Real-World User Economics
So to summarise, I suspect the following is the case based on trying to reverse engineer the costs (and again, keep in mind this is retail rental prices for H100s):
- Input processing is essentially free (~$0.001 per million tokens)
- Output generation has real costs (~$3 per million tokens)
These costs map to what DeepInfra charges for R1 hosting, with the exception there is a much higher markup on input tokens.
A. Consumer Plans
- $20/month ChatGPT Pro user: Heavy daily usage but token-limited
- 100k toks/day
- Assuming 70% input/30% output: actual cost ~$3/month
- 5-6x markup for OpenAI
This is your typical power user who's using the model daily for writing, coding, and general queries.
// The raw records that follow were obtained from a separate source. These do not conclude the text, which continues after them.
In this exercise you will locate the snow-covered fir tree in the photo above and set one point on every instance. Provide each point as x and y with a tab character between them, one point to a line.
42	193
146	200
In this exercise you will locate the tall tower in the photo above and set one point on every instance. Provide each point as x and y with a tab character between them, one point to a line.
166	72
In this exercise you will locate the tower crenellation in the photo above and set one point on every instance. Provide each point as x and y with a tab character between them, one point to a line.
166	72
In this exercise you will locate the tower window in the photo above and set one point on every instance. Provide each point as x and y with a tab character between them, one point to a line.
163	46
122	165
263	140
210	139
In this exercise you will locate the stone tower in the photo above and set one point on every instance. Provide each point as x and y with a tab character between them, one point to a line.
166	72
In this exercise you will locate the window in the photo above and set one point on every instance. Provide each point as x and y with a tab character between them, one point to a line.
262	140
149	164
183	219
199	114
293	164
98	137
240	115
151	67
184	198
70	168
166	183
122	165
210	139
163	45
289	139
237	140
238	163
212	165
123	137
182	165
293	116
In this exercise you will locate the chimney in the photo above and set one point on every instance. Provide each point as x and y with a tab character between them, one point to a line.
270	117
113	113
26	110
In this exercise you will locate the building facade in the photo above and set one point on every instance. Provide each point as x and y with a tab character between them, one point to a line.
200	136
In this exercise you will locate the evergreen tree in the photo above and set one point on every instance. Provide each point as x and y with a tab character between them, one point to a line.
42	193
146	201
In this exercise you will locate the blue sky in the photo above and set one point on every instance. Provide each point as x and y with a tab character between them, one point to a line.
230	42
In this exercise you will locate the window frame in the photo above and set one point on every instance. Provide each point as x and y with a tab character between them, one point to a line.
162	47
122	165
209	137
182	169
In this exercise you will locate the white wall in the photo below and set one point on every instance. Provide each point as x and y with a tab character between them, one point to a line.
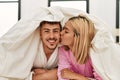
104	9
29	5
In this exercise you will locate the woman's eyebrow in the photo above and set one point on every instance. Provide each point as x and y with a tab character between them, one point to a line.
65	28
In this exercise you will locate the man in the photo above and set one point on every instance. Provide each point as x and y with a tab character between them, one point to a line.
45	63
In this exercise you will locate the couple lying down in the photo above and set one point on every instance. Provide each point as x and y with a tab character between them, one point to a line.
88	50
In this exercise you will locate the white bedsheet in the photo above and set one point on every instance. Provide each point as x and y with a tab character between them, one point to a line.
18	46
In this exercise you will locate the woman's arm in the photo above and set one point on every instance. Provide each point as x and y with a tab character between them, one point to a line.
66	73
42	74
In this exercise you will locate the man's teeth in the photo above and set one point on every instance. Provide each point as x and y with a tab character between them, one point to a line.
51	41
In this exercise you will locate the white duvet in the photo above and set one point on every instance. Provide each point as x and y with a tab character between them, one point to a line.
18	47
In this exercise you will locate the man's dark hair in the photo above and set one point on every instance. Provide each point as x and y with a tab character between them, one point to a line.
48	22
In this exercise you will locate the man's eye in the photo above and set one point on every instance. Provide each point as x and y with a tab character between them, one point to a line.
66	31
56	31
46	31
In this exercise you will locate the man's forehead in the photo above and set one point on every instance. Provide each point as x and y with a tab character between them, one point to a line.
51	26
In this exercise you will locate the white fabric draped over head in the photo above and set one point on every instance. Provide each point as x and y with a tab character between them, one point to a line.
19	46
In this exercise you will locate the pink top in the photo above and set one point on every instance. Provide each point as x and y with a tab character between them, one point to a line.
67	60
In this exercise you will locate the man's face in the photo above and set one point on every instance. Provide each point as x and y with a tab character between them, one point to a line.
50	35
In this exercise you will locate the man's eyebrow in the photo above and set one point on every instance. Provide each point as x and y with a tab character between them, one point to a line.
65	28
46	29
56	29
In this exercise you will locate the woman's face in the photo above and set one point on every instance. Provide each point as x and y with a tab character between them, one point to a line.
67	35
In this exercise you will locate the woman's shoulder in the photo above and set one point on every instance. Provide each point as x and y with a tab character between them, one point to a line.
62	50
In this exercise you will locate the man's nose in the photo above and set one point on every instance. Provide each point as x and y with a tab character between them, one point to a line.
51	34
61	33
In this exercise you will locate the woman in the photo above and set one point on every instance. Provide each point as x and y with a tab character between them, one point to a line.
74	60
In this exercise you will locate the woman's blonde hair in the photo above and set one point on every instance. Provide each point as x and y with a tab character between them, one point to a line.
83	34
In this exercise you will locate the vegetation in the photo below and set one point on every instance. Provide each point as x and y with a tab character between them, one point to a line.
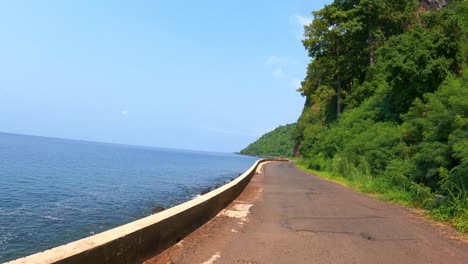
278	142
386	106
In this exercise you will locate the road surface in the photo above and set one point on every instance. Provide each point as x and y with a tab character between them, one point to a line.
289	216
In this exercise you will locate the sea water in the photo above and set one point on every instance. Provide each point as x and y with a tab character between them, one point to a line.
54	191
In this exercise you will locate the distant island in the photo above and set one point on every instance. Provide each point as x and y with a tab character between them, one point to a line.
278	143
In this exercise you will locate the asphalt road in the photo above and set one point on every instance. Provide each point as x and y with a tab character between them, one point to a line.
288	216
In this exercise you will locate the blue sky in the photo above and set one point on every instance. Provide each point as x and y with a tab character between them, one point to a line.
204	75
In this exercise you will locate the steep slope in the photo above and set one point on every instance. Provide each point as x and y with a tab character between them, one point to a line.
278	142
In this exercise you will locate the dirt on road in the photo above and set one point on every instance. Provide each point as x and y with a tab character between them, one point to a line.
288	216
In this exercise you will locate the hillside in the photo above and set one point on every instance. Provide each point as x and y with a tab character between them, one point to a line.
386	105
278	142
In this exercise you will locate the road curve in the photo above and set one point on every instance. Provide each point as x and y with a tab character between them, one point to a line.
288	216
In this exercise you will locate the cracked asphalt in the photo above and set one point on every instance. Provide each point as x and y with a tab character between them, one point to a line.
294	217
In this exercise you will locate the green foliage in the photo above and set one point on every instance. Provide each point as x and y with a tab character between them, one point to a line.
400	77
278	142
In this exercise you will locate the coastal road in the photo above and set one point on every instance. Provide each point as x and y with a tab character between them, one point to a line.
289	216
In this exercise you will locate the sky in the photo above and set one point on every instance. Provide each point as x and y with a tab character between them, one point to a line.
204	75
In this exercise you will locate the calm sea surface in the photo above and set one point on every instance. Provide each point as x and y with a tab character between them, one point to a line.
54	191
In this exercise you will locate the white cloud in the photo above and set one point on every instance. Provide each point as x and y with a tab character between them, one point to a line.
295	83
278	73
303	20
273	60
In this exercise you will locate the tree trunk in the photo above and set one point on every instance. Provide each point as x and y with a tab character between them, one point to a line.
370	42
338	85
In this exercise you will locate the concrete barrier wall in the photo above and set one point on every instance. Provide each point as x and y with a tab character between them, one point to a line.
149	236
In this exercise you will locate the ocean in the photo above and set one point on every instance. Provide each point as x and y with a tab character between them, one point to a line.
54	191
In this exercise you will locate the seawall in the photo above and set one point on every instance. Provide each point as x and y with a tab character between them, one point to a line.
139	240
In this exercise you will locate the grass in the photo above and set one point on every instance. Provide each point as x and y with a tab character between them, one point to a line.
452	210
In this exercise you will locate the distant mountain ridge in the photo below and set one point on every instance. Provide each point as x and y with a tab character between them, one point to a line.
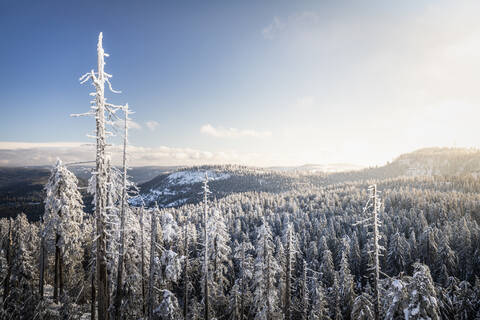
21	189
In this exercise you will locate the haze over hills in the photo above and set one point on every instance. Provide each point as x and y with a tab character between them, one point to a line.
21	189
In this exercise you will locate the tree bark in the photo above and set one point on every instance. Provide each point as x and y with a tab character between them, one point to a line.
42	267
100	207
119	295
153	241
56	279
185	272
6	282
143	260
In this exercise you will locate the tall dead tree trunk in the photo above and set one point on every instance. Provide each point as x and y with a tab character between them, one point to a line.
153	244
376	250
288	275
56	279
42	266
6	282
185	272
205	252
143	259
119	295
100	207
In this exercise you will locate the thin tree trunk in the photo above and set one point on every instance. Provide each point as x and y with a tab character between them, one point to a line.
56	268
6	282
267	276
153	241
100	207
205	253
42	267
376	254
60	273
143	261
92	306
244	281
119	295
185	272
288	275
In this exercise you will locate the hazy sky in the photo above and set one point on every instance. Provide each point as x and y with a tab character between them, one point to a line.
250	82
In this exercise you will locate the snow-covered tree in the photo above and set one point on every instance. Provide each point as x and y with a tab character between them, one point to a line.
265	295
423	302
102	111
168	308
62	219
363	308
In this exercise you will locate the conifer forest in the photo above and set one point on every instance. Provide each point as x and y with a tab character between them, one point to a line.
232	242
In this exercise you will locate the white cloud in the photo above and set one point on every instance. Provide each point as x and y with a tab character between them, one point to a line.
305	19
221	132
152	125
270	31
46	153
131	124
305	102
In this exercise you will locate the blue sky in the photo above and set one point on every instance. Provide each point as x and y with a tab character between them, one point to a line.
251	82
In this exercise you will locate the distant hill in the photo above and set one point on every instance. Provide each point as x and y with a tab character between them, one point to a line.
185	185
21	189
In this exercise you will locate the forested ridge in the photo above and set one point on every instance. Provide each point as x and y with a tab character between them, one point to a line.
358	245
429	229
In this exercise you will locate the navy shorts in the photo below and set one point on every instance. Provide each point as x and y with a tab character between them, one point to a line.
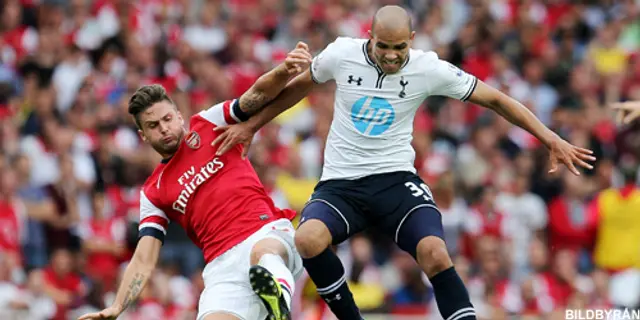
398	204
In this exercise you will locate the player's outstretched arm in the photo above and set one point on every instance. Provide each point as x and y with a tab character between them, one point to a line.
627	111
242	133
270	84
135	278
512	110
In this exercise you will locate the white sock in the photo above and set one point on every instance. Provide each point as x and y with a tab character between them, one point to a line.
278	268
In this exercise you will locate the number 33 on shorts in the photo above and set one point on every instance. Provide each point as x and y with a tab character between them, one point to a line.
421	191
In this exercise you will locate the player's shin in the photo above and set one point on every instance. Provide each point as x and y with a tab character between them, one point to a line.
451	295
328	274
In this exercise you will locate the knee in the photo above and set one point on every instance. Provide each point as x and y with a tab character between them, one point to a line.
267	246
312	238
432	255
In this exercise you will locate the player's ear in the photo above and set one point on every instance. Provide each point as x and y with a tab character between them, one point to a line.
142	136
181	118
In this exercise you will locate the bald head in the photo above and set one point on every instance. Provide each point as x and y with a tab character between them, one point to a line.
391	19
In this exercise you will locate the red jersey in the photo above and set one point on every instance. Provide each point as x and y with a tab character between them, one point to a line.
218	200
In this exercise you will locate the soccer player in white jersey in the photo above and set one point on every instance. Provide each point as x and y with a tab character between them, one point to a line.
368	176
627	111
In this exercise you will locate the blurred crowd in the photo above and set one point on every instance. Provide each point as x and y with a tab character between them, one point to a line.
528	244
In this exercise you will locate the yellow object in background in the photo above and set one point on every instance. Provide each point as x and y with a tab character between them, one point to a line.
609	61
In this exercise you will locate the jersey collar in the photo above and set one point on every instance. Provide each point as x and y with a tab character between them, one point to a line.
367	58
373	64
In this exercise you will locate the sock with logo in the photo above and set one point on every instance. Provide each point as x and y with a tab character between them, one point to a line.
275	264
327	273
452	296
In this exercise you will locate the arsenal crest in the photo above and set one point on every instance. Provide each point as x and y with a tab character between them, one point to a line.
193	140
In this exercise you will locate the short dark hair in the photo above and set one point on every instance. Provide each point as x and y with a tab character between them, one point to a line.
145	97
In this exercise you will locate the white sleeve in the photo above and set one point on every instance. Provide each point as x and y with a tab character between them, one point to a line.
223	114
84	168
151	217
449	80
538	218
325	63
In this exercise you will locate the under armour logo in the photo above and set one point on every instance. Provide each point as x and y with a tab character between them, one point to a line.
352	80
403	84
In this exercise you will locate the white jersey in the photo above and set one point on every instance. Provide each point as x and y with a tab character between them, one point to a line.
372	124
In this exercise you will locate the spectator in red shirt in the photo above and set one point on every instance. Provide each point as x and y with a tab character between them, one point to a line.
571	224
63	284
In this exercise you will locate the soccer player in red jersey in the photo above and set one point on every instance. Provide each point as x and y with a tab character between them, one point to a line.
219	200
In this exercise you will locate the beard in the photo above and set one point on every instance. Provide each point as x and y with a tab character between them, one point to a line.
392	66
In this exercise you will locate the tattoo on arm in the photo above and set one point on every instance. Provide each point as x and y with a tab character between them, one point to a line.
252	101
134	290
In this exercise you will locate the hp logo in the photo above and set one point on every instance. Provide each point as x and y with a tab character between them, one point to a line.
372	115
The economics here are solid.
B. Developer Usage
- Claude Code Max 5 user ($100/month): 2 hours/day heavy coding
- ~2M input tokens, ~30k output tokens/day
- Heavy input token usage (cheap parallel processing) + minimal output
- Actual cost: ~$4.92/month → 20.3x markup
- Claude Code Max 10 user ($200/month): 6 hours/day very heavy usage
- ~10M input tokens, ~100k output tokens/day
- Huge number of input tokens but relatively few generated tokens
- Actual cost: ~$16.89/month → 11.8x markup
The developer use case is where the economics really shine. Coding agents like Claude Code naturally have a hugely asymmetric usage pattern - they input entire codebases, documentation, stack traces, multiple files, and extensive context (cheap input tokens) but only need relatively small outputs like code snippets or explanations. This plays perfectly into the cost structure where input is nearly free but output is expensive.
C. API Profit Margins
- Current API pricing: $3/15 per million tokens vs ~$0.01/3 actual costs
- Margins: 80-95%+ gross margins
The API business is essentially a money printer. The gross margins here are software-like, not infrastructure-like.
Conclusion
We've made a lot of assumptions in this analysis, and some probably aren't right. But even if you assume we're off by a factor of 3, the economics still look highly profitable. The raw compute costs, even at retail H100 pricing, suggest that AI inference isn't the unsustainable money pit that many claim it to be.
The key insight that most people miss is just how dramatically cheaper input processing is compared to output generation. We're talking about a thousand-fold cost difference - input tokens at roughly $0.005 per million versus output tokens at $3+ per million.
This cost asymmetry explains why certain use cases are incredibly profitable while others might struggle. Heavy readers - applications that consume massive amounts of context but generate minimal output - operate in an almost free tier for compute costs. Conversational agents, coding assistants processing entire codebases, document analysis tools, and research applications all benefit enormously from this dynamic.
Video generation represents the complete opposite extreme of this cost structure. A video model might take a simple text prompt as input - maybe 50 tokens - but needs to generate millions of tokens representing each frame. The economics become brutal when you're generating massive outputs from minimal inputs, which explains why video generation remains so expensive and why these services either charge premium prices or limit usage heavily.
The "AI is unsustainably expensive" narrative may be serving incumbent interests more than reflecting economic reality. When established players emphasize massive costs and technical complexity, it discourages competition and investment in alternatives. But if our calculations are even remotely accurate, especially for input-heavy workloads, the barriers to profitable AI inference may be much lower than commonly believed.
Let's not hype the costs up so much that people overlook the raw economics. I feel everyone fell for this a decade or two ago with cloud computing costs from the hyperscalers and allowed them to become money printers. If we're not careful we'll end up with the same on AI inference.